This is a description of the algorithms and data structures used in our conservative garbage collector. I expect the level of detail to increase with time. For a survey of GC algorithms, see for example Paul Wilson's excellent paper. For an overview of the collector interface, see here.
This description is targeted primarily at someone trying to understand the source code. It specifically refers to variable and function names. It may also be useful for understanding the algorithms at a higher level.
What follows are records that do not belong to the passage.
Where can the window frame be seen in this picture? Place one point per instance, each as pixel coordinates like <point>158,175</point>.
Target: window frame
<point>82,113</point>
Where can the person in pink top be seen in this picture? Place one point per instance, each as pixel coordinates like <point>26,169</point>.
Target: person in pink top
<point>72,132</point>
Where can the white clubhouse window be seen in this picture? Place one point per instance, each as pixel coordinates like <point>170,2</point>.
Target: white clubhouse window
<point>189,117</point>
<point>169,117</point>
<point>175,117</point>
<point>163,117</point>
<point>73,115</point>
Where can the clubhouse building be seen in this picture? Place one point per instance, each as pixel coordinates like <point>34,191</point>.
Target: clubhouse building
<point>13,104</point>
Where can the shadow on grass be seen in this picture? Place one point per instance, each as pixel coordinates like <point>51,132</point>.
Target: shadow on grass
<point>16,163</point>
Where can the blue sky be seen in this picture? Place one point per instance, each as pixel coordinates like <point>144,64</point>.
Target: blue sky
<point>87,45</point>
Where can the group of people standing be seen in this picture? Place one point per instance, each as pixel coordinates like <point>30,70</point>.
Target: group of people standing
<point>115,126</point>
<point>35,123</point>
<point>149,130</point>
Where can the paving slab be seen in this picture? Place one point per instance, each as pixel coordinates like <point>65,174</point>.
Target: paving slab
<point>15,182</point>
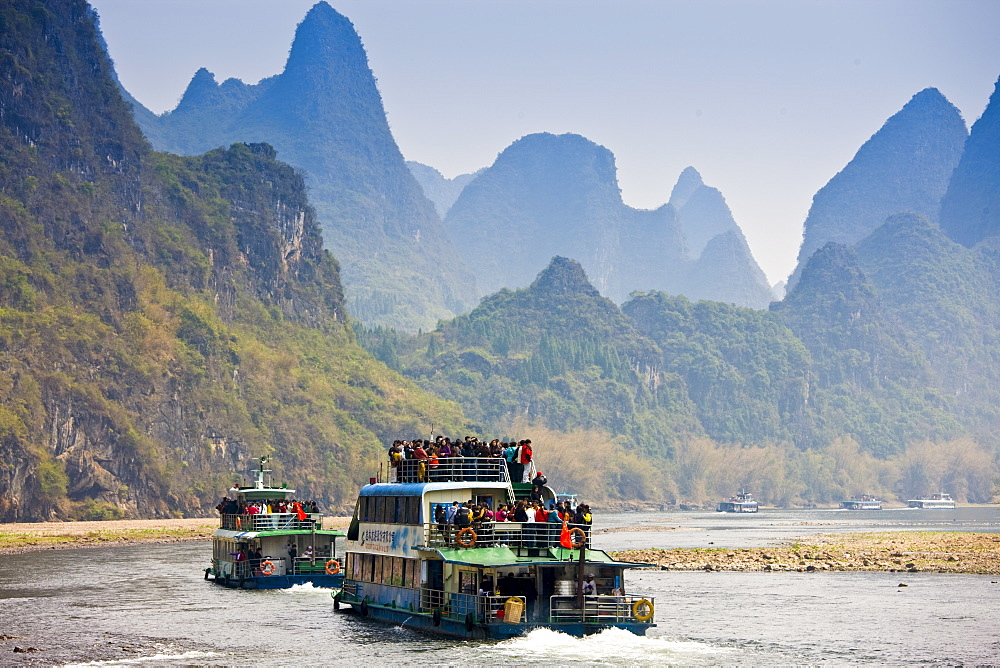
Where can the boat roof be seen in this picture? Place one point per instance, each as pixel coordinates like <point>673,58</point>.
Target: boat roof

The description here assumes that the collector is used in default mode. In particular, we assume that it used as a garbage collector, and not just a leak detector. We initially assume that it is used in stop-the-world, non-incremental mode, though the presence of the incremental collector will be apparent in the design. We assume the default finalization model, but the code affected by that is very localized.
The remaining sections describe the memory allocation data structures, and then the last 3 collection phases in more detail. We conclude by outlining some of the additional features implemented in the collector.
Most static data used by the allocator, as well as that needed by the rest of the garbage collector is stored inside the _GC_arrays structure. This allows the garbage collector to easily ignore the collectors own data structures when it searches for root pointers. Other allocator and collector internal data structures are allocated dynamically with GC_scratch_alloc. GC_scratch_alloc does not allow for deallocation, and is therefore used only for permanent data structures.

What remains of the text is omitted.